Эту тишину перед боем она так и схоронила в своем сердце, даже когда ту разорвал крик сотен людей и грохот сшибки, когда застучали по щитам боевые топоры и копья. Бой был шумным, но коротким.
Служанки потащили ее внутрь усадьбы, но она успела увидеть, что строй ее друзей по играм оказался смят. Она судорожно переоделась в простое платье. Служанки захлебывались от плача, а она молча повела больного ярла Скули за ворота, перекинув его руку через плечо. Только повернувшись на окрик викинга, она вдруг зарыдала и затараторила на лесном языке, что они здесь ни при чем, что они с отцом из леса, были в гостях, а отец, как всегда, напился так, что лыка не вяжет, и до битвы пришлых людей моря им дела нет!
Она сохраняла внутреннюю тишину и позже, когда они пробирались на малом ушкуе [16] через шхеры [17] в Восточное море. И потом, когда искали в Гётланде ее дядю, брата матери, и когда нашли его в Норвегии, в войске Харальда Косматого, она помнила эту тишину после песни жаворонка перед шумом схватки.

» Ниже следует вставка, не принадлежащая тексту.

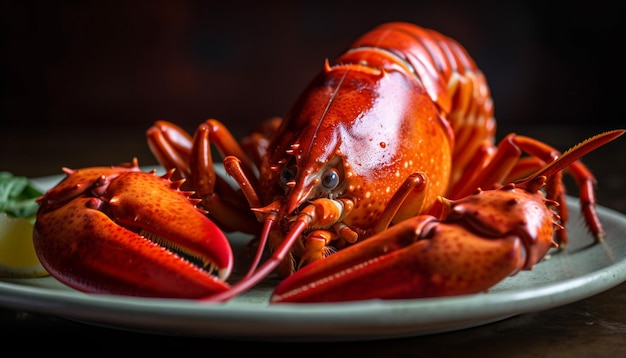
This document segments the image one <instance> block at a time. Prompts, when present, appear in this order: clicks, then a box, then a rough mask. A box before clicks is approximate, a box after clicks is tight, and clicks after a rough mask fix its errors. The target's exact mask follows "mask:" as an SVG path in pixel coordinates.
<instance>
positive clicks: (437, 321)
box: [0, 176, 626, 341]
mask: <svg viewBox="0 0 626 358" xmlns="http://www.w3.org/2000/svg"><path fill="white" fill-rule="evenodd" d="M59 179H60V177H58V176H55V177H45V178H39V179H37V180H35V182H36V184H37V185H39V186H41V187H42V188H49V187H51V186H52V185H54V184H55V183H56V182H57V181H58V180H59ZM568 204H569V205H570V208H571V216H572V217H571V219H570V224H569V225H568V227H567V230H568V232H569V235H570V240H571V243H570V245H569V247H568V249H567V250H565V251H560V252H559V251H552V252H551V253H550V255H549V257H548V258H547V259H546V260H544V261H543V262H541V263H539V264H538V265H536V266H535V268H534V269H533V270H532V271H524V272H521V273H519V274H517V275H516V276H513V277H510V278H508V279H506V280H504V281H503V282H501V283H500V284H498V285H497V286H495V287H493V288H492V289H491V290H490V291H489V292H488V293H482V294H476V295H466V296H458V297H451V298H434V299H417V300H396V301H381V300H372V301H363V302H349V303H340V304H277V305H269V304H268V298H269V296H270V293H271V290H272V288H273V287H274V285H275V282H273V281H271V280H267V281H265V282H263V283H262V284H261V285H259V286H257V287H256V288H254V289H252V290H251V291H249V292H247V293H245V294H242V295H241V296H239V297H237V298H235V299H233V300H232V301H230V302H228V303H223V304H201V303H197V302H195V301H193V300H173V299H146V298H134V297H121V296H107V295H91V294H84V293H81V292H77V291H75V290H73V289H70V288H68V287H66V286H64V285H63V284H61V283H59V282H58V281H56V280H55V279H54V278H51V277H46V278H37V279H1V280H0V305H2V306H5V307H10V308H13V309H19V310H27V311H33V312H40V313H45V314H52V315H57V316H61V317H65V318H68V319H72V320H77V321H81V322H85V323H89V324H94V325H103V326H109V327H114V328H119V329H127V330H137V331H143V332H151V333H160V334H172V335H186V336H201V337H211V338H228V339H251V340H268V341H269V340H272V341H279V340H282V341H307V340H308V341H312V340H315V341H341V340H343V341H346V340H363V339H382V338H395V337H405V336H416V335H423V334H430V333H437V332H445V331H452V330H458V329H462V328H467V327H474V326H478V325H483V324H486V323H490V322H494V321H497V320H501V319H504V318H508V317H511V316H515V315H518V314H522V313H527V312H535V311H540V310H545V309H549V308H553V307H557V306H561V305H565V304H568V303H571V302H574V301H577V300H581V299H584V298H586V297H590V296H592V295H595V294H598V293H600V292H602V291H605V290H607V289H609V288H611V287H614V286H616V285H618V284H620V283H621V282H624V281H625V280H626V217H624V216H623V215H621V214H619V213H617V212H615V211H613V210H609V209H606V208H603V207H599V208H598V212H599V215H600V218H601V219H602V221H603V224H604V225H605V229H606V231H607V235H606V239H605V241H604V242H603V243H601V244H597V245H592V242H593V240H592V238H591V237H590V236H589V235H588V234H587V231H586V229H585V228H584V226H583V224H582V222H581V219H580V217H579V216H578V215H577V212H578V208H579V205H578V203H577V201H576V199H574V198H568ZM232 238H233V240H234V241H235V244H234V246H235V248H241V247H242V246H243V245H245V243H246V242H247V240H248V239H249V238H248V237H245V236H242V235H233V237H232Z"/></svg>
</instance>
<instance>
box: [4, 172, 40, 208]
mask: <svg viewBox="0 0 626 358" xmlns="http://www.w3.org/2000/svg"><path fill="white" fill-rule="evenodd" d="M42 194H43V193H42V192H40V191H39V190H38V189H37V188H35V187H34V186H33V185H32V184H31V183H30V180H29V179H28V178H26V177H21V176H14V175H13V174H11V173H9V172H0V212H3V213H6V214H8V215H10V216H14V217H17V218H23V219H27V218H31V217H33V216H35V214H36V213H37V209H39V204H37V202H35V199H36V198H38V197H39V196H40V195H42Z"/></svg>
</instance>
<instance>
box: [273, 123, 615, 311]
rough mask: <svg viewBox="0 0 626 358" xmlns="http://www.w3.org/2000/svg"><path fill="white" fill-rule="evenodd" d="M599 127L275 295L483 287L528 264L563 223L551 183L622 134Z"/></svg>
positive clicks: (420, 291)
mask: <svg viewBox="0 0 626 358" xmlns="http://www.w3.org/2000/svg"><path fill="white" fill-rule="evenodd" d="M623 133H624V130H615V131H609V132H605V133H601V134H599V135H596V136H594V137H592V138H589V139H587V140H586V141H584V142H581V143H579V144H578V145H576V146H574V147H573V148H572V149H570V150H569V151H567V152H565V153H563V154H562V155H561V156H560V157H559V158H558V159H556V160H554V161H553V162H551V163H550V164H548V165H546V166H545V167H543V168H541V169H540V170H538V171H537V172H535V173H533V174H531V175H530V176H528V177H526V178H523V179H520V180H518V181H515V182H510V183H508V184H504V185H500V184H495V185H494V187H493V188H490V189H489V190H482V189H477V190H476V191H475V192H474V194H472V195H468V196H466V197H463V198H460V199H455V200H450V199H446V198H444V197H442V196H440V197H439V202H440V203H441V213H440V214H439V216H433V215H417V216H414V217H412V218H409V219H406V220H404V221H401V222H399V223H397V224H395V225H393V226H391V227H390V228H389V229H387V230H385V231H382V232H379V233H378V234H375V235H373V236H371V237H370V238H368V239H367V240H364V241H362V242H359V243H357V244H355V245H353V246H349V247H347V248H345V249H343V250H341V251H339V252H337V253H335V254H332V255H330V256H328V257H326V258H324V259H322V260H318V261H316V262H313V263H311V264H309V265H308V266H305V267H304V268H302V269H300V270H299V271H297V272H296V273H294V274H293V275H291V276H289V277H287V278H286V279H285V280H284V281H282V282H281V283H280V284H279V285H278V286H277V287H276V289H275V291H274V293H273V295H272V298H271V300H272V302H273V303H279V302H325V301H328V302H335V301H350V300H363V299H374V298H380V299H405V298H406V299H409V298H425V297H441V296H453V295H463V294H472V293H480V292H485V291H487V290H488V289H489V288H490V287H492V286H493V285H495V284H496V283H498V282H500V281H501V280H503V279H505V278H506V277H508V276H512V275H515V274H517V273H518V272H519V271H521V270H531V269H532V268H533V266H534V265H535V264H537V263H538V262H540V261H541V260H542V259H543V258H544V257H545V256H546V254H547V253H548V251H549V250H550V249H551V248H557V247H559V245H558V242H557V241H555V240H554V238H555V232H557V231H559V230H563V229H564V227H563V226H562V225H561V223H562V218H561V216H560V215H559V211H558V210H557V207H558V206H559V202H558V201H557V200H553V199H551V198H549V197H546V196H544V193H543V192H544V191H545V190H546V183H547V182H549V181H550V180H551V178H553V177H554V176H555V175H558V174H559V173H560V171H561V170H563V169H564V168H566V167H568V166H569V165H571V164H572V163H574V162H575V161H577V160H578V159H579V158H580V157H581V156H582V155H584V154H586V153H588V152H590V151H592V150H594V149H596V148H598V147H599V146H601V145H604V144H606V143H608V142H610V141H611V140H613V139H615V138H617V137H619V136H621V135H622V134H623Z"/></svg>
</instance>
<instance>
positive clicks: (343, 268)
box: [271, 215, 525, 303]
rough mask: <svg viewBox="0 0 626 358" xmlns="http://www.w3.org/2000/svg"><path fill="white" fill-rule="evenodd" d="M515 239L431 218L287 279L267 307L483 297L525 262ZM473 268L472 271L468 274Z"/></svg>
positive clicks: (521, 250)
mask: <svg viewBox="0 0 626 358" xmlns="http://www.w3.org/2000/svg"><path fill="white" fill-rule="evenodd" d="M521 246H522V244H521V242H520V240H519V238H517V237H515V236H513V235H511V236H509V237H506V238H503V239H502V240H489V239H485V238H483V237H479V236H476V235H475V234H473V233H472V232H471V231H469V230H465V229H462V228H461V229H459V227H455V226H454V225H448V224H438V223H437V221H436V219H435V218H434V217H432V216H425V215H423V216H416V217H413V218H411V219H407V220H405V221H403V222H401V223H399V224H397V225H394V226H392V227H391V228H390V229H389V230H388V231H386V232H384V233H381V234H377V235H375V236H372V237H371V238H369V239H367V240H365V241H363V242H361V243H359V244H357V245H354V246H350V247H348V248H346V249H344V250H342V251H340V252H339V253H337V254H334V255H331V256H329V257H327V258H325V259H324V260H321V261H317V262H314V263H312V264H310V265H308V266H305V267H304V268H302V269H301V270H299V271H298V272H297V273H296V274H294V275H292V276H290V277H287V278H286V279H285V280H284V281H282V282H281V283H280V284H279V285H278V287H277V288H276V290H275V291H274V293H273V295H272V298H271V302H272V303H280V302H336V301H351V300H363V299H372V298H381V299H401V298H417V297H435V296H448V295H459V294H468V293H476V292H480V291H485V290H487V289H488V288H489V287H491V286H493V285H494V284H495V283H497V282H498V281H500V280H501V279H503V278H505V277H507V276H508V275H510V274H511V273H512V272H516V271H517V270H519V269H521V267H522V266H523V264H524V261H525V258H524V255H523V251H522V250H520V248H521ZM468 268H471V269H468Z"/></svg>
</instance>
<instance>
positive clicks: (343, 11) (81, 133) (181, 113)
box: [0, 0, 624, 176]
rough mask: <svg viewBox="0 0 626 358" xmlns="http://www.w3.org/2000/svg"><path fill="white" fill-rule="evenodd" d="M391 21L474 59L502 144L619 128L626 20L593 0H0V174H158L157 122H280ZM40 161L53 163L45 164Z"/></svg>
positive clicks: (623, 79)
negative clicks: (359, 36) (301, 100)
mask: <svg viewBox="0 0 626 358" xmlns="http://www.w3.org/2000/svg"><path fill="white" fill-rule="evenodd" d="M216 4H218V5H216ZM231 4H232V5H231ZM398 20H400V21H409V22H413V23H416V24H420V25H422V26H425V27H431V28H434V29H436V30H439V31H440V32H442V33H444V34H447V35H449V36H451V37H453V38H455V39H457V40H458V41H459V42H460V43H461V44H463V45H464V46H465V47H466V48H467V49H468V51H469V52H470V54H472V56H473V57H474V59H475V60H476V62H477V63H478V65H479V66H480V67H481V69H482V70H483V72H484V73H485V74H486V76H487V78H488V81H489V83H490V86H491V90H492V94H493V98H494V101H495V108H496V117H497V119H498V125H499V137H502V133H504V132H508V131H510V130H515V131H518V132H522V131H523V128H524V127H525V126H532V125H535V124H536V125H554V126H559V127H561V128H567V127H568V126H569V125H573V124H593V125H594V126H598V127H601V129H607V128H612V127H615V126H616V125H619V124H620V123H622V122H623V120H622V111H623V109H622V105H621V103H623V95H624V90H623V86H624V75H623V72H624V66H623V61H622V59H623V57H622V56H621V55H620V53H619V52H620V51H621V47H622V43H623V38H622V37H621V36H622V35H621V33H622V32H623V31H622V30H623V23H624V13H623V12H622V11H621V10H620V9H619V8H618V6H617V5H610V4H608V3H607V4H604V3H603V2H600V1H595V2H593V4H584V5H574V3H566V5H557V4H554V3H550V2H537V3H533V2H518V1H507V2H500V3H498V2H493V3H491V2H480V1H479V2H476V1H475V2H468V1H453V0H438V1H396V0H386V1H384V2H382V3H380V4H377V5H372V4H368V3H366V2H340V1H333V2H331V1H320V0H317V1H298V2H297V4H296V2H294V3H293V4H284V5H272V6H270V5H268V4H266V3H265V2H257V3H256V5H246V4H245V3H242V2H239V1H231V2H225V4H223V3H217V2H211V1H159V0H157V1H99V2H96V1H85V2H81V1H41V2H33V1H5V2H2V4H1V5H0V46H1V48H2V51H1V57H0V80H1V87H0V90H1V93H0V119H1V124H0V170H2V169H4V170H7V169H9V170H13V171H16V172H17V173H18V174H21V175H29V176H33V175H44V174H53V173H58V171H59V169H60V167H61V166H91V165H97V164H107V165H108V164H114V163H117V162H119V161H127V160H129V159H130V158H131V157H133V156H137V157H138V158H139V160H140V163H141V164H152V163H153V162H154V159H153V158H152V156H151V154H150V153H149V152H148V149H147V145H146V143H145V130H146V129H147V128H148V127H149V126H150V125H151V124H152V123H153V122H154V121H155V120H157V119H168V120H171V121H174V122H176V123H178V124H180V125H181V126H183V127H184V128H185V129H187V130H189V131H193V130H194V129H195V128H196V126H197V125H198V124H199V123H200V122H201V121H203V120H205V119H207V118H210V117H212V118H217V119H219V120H221V121H223V122H225V123H226V124H227V125H228V126H229V127H230V128H231V129H232V131H233V132H234V134H235V135H236V136H238V137H240V136H242V135H243V134H245V133H246V132H247V131H248V130H249V129H251V128H252V127H253V125H254V124H255V123H257V122H258V121H260V120H263V119H266V118H268V117H271V116H276V115H278V116H282V115H284V114H285V112H286V111H287V110H288V108H289V106H290V105H291V103H292V102H293V100H294V99H295V97H296V96H297V95H298V93H299V92H300V91H301V90H302V88H303V87H304V86H305V85H306V84H307V82H308V81H309V80H310V79H311V78H312V77H313V76H314V75H315V74H316V73H317V72H318V71H320V70H321V68H322V65H323V61H324V59H325V58H330V59H333V58H334V57H336V56H337V55H339V54H340V53H341V52H342V51H343V50H344V49H346V48H347V47H348V46H349V45H350V44H351V43H352V41H354V40H355V39H356V38H357V37H358V36H360V35H361V34H363V33H364V32H366V31H368V30H370V29H371V28H373V27H374V26H376V25H377V24H380V23H383V22H387V21H398ZM565 133H567V131H565ZM590 134H592V133H581V134H580V135H572V139H571V141H570V142H568V143H571V144H574V143H575V141H577V140H580V139H582V138H583V137H584V136H586V135H590ZM540 139H543V140H546V141H548V142H550V138H540ZM560 149H561V148H560ZM42 151H54V152H55V153H57V155H56V156H54V157H53V158H58V159H53V160H50V159H46V161H45V162H44V161H42V160H38V156H39V153H41V152H42ZM16 156H17V157H16ZM16 158H19V159H16Z"/></svg>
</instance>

И даже теперь, три лета спустя, она удерживала эту тишину в своей памяти, когда на быстрых снеккьях [18] они шли мимо островов Эйсюслы [19] и побережья Хлюнскогар [20] сюда, в Вадланд [21], на Лаугу-реку. Для этой тишины не было ничего лучше, чем игра в тавлеи [22].
Поставь игральные кости на доску с цветными полями — и вот маленький мир, полный грозных предчувствий, застыл в ожидании первого шага. В кулак зажимаешь шесть граней — бросок, и звезды дают возможности хода. Ас Тюр, покровитель людей благородных, верных данному слову, отдал свою руку в залог, когда асы пытались усмирить Пожирателя Солнца, обман, совершенный другими, лишил его длани, но той, что осталась, он дарует удачу.
В тишине и случайностях игры ты заново выстраиваешь себя. Ведь мир твой тогда рухнул. Не дочерью конунга, а бестолковой девчонкой, сменив богатое платье и измазав лицо, пожираемая ужасом, тащила ты своего воспитателя, изнемогая под тяжестью его тела и собственного унижения. Страх битвы гнал тебя прочь от друзей, память той предательской тишины теперь принуждает тебя рассчитывать свои действия.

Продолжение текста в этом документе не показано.